D’Artagnan les pidió disculpas por todo lo que sucedió, pero como los duelos no se pueden deshacer, dijo Athos:

—¡En guardia! ¡Cuando quieras comenzar, jovencito!

D’Artagnan ya iba a comenzar la pelea, cuando llegaron los guardias del cardenal. Todos guardaron sus espadas como si no estuviera pasando nada.

—Están rompiendo la ley —dijo el jefe de los guardias, llamado Jussac—, voy a arrestarlos.

—Lo siento —dijo Porthos—, pero el señor de Tréville no nos permite ser arrestados, así que tendrás que pelear con nosotros.

Los guardias del cardenal eran cinco y ellos sólo tres. En ese momento, D’Artagnan tuvo que decidir entre el cardenal o el rey. En un instante dijo:

—No somos tres, somos cuatro. Tengo corazón de mosquetero del rey, así que lucharé a su lado.

Los nueve combatientes sacaros sus espadas y comenzaron la pelea. A D’Artagnan le tocó pelear contra el jefe de los guardias. Éste jamás se imaginó que el muchacho fuera tan bueno. Como no podía vencerlo, se enojó mucho y cometió algunos errores. El jefe atacó de frente, pero D’Artagnan se quitó. Luego Jussac se cayó en el lodo. Después el joven fue a ayudar a Athos, que estaba muy herido. Aramis venció con facilidad a su adversario. Sólo faltaba Porthos, que en lugar de luchar con fuerza, estaba haciendo bromas. El guardia se dio cuenta que eran cuatro contra él, así que se fue de ahí.

Los tres mosqueteros abrazaron a D’Artagnan y caminaron hacia el palacio de Tréville llenos de alegría.

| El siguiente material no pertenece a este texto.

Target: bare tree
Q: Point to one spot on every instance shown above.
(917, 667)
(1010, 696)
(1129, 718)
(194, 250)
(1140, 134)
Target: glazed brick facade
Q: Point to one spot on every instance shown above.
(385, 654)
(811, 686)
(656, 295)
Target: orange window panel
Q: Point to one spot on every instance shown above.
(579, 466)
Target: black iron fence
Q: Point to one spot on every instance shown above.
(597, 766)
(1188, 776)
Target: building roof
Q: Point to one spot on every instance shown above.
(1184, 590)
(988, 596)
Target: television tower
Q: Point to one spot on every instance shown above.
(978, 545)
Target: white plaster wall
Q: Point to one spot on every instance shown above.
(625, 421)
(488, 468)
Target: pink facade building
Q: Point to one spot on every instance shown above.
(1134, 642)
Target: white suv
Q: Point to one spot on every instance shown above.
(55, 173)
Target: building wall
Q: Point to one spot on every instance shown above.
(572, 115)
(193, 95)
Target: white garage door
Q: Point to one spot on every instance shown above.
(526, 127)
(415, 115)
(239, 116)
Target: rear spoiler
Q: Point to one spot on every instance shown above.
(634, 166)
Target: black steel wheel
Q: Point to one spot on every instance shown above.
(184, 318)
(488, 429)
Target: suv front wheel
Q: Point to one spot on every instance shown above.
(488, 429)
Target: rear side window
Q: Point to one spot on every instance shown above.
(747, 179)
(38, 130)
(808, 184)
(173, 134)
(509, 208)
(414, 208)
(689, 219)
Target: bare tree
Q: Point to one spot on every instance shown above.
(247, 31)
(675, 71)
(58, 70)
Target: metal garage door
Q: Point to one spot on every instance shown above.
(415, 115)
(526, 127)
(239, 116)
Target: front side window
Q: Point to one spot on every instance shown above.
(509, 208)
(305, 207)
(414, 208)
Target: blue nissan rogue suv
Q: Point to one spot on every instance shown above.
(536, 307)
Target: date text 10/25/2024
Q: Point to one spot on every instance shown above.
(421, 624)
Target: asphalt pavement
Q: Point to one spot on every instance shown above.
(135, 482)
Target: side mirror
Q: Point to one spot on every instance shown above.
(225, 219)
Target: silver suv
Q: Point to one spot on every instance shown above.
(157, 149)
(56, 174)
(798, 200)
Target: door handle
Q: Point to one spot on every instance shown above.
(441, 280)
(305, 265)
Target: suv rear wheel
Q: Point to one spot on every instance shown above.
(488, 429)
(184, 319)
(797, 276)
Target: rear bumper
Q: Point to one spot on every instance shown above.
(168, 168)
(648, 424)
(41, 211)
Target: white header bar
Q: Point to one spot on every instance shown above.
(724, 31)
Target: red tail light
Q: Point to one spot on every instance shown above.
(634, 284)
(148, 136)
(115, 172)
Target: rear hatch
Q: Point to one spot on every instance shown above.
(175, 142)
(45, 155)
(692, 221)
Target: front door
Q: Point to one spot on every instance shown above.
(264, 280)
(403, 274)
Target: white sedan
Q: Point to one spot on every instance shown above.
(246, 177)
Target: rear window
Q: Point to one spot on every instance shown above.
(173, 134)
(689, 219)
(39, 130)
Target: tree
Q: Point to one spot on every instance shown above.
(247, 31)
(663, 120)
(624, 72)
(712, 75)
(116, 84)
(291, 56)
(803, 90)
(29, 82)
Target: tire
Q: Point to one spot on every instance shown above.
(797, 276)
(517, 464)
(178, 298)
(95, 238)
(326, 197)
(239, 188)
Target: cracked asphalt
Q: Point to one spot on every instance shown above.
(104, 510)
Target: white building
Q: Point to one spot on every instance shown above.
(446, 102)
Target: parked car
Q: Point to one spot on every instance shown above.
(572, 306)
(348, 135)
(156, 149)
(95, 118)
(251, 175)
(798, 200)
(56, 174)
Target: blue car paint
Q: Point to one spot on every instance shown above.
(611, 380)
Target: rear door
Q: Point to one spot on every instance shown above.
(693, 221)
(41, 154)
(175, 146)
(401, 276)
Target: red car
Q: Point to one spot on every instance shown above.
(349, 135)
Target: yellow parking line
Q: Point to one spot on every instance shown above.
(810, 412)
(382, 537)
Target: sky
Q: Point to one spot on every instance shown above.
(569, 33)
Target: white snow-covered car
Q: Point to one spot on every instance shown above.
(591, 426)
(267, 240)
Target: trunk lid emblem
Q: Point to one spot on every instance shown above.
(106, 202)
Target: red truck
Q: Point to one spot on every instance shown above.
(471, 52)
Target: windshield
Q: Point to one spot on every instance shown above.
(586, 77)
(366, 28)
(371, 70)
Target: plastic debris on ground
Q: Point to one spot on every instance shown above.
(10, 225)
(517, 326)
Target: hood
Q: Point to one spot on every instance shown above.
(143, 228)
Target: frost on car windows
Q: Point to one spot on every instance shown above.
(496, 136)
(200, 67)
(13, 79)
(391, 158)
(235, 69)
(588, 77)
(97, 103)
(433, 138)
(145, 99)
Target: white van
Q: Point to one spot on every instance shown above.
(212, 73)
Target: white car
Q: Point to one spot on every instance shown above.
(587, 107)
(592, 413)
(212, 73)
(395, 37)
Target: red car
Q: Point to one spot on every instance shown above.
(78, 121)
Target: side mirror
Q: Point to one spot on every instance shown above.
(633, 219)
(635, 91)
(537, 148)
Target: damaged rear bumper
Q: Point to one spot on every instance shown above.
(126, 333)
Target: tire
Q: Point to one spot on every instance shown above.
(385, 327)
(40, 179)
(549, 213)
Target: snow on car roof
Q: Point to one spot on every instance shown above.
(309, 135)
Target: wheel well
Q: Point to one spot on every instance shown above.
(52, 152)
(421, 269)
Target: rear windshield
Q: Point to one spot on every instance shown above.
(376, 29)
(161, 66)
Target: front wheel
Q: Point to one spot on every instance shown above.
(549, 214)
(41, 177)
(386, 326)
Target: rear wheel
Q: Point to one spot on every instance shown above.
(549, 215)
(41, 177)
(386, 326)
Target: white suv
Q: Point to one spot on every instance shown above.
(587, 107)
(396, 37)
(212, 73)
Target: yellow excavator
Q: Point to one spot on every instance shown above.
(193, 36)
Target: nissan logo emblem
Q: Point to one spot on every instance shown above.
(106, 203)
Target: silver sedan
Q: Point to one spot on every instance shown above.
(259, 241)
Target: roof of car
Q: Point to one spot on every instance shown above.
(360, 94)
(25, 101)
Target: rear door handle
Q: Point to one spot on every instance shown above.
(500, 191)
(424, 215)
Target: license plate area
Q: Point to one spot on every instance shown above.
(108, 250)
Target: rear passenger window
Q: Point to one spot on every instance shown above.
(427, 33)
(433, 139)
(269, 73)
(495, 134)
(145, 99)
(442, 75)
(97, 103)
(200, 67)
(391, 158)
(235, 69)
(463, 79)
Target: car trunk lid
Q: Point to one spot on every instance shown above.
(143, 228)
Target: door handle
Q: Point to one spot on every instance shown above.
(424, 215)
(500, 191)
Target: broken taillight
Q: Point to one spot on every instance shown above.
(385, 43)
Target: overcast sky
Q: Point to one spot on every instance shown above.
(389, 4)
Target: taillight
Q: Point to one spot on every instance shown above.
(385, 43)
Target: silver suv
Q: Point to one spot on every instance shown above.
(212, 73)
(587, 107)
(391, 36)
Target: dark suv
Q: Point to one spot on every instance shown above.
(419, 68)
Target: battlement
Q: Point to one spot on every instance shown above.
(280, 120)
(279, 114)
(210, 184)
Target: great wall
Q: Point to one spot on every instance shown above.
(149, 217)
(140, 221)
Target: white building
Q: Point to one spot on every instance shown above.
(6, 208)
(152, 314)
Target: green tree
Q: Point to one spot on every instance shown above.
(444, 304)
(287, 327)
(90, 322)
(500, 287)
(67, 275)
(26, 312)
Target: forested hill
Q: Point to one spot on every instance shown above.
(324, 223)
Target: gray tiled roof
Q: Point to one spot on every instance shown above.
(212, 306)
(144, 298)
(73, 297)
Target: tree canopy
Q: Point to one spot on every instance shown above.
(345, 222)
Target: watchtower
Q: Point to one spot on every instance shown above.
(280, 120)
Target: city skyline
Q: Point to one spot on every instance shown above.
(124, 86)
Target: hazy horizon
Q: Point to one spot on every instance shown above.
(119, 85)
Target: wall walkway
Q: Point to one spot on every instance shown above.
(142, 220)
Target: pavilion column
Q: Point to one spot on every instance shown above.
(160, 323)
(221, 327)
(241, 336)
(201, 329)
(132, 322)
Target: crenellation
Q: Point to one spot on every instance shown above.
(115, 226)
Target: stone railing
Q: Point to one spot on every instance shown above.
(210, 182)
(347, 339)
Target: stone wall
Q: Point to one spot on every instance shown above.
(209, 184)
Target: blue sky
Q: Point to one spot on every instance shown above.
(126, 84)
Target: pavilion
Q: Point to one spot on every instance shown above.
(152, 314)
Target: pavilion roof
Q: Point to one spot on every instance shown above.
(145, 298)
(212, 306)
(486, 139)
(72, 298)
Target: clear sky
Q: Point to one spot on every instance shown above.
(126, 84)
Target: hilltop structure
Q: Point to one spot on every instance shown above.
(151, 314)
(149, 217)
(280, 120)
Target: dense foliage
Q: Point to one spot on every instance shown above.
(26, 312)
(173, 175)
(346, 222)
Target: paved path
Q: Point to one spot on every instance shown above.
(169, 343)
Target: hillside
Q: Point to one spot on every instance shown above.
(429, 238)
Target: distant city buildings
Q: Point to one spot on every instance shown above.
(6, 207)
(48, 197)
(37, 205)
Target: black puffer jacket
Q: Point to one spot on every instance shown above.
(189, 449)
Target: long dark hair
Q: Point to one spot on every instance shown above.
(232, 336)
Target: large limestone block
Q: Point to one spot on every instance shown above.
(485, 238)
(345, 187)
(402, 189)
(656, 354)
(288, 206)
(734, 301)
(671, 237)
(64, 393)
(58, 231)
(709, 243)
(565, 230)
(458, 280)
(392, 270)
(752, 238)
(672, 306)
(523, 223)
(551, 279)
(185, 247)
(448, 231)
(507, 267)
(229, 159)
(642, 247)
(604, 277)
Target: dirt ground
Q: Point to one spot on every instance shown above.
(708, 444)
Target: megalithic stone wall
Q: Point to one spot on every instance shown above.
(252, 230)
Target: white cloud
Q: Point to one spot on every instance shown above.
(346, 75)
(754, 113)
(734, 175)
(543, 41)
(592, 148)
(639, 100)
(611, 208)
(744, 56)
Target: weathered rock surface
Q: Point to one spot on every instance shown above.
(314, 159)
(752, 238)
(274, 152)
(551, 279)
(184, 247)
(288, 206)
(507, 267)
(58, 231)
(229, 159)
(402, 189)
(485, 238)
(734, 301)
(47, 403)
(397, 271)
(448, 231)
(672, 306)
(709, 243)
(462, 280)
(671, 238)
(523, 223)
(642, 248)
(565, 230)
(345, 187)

—¿Ya soy un aprendiz de mosquetero? —preguntó D’Artagnan.

Los tres mosqueteros y D’Artagnan se hicieron los mejores amigos. Todo lo hacían juntos.

Un día estaba el joven en su casa, cuando sonó la puerta. Planchet, el ayudante de D’Artagnan abrió. Entró un hombre que parecía comerciante.

—Debo decirle algo en secreto a su jefe —dijo el hombre.

—¿En qué puedo ayudarle? —preguntó D’Artagnan.

—Mi hermana es una costurera joven y bella.

—No entiendo qué tiene que ver eso conmigo.

—Pues ayer se la llevaron al salir de su trabajo. Creo que fue raptada para ocultar las acciones de una mujer importante. ¡La más importante de todas!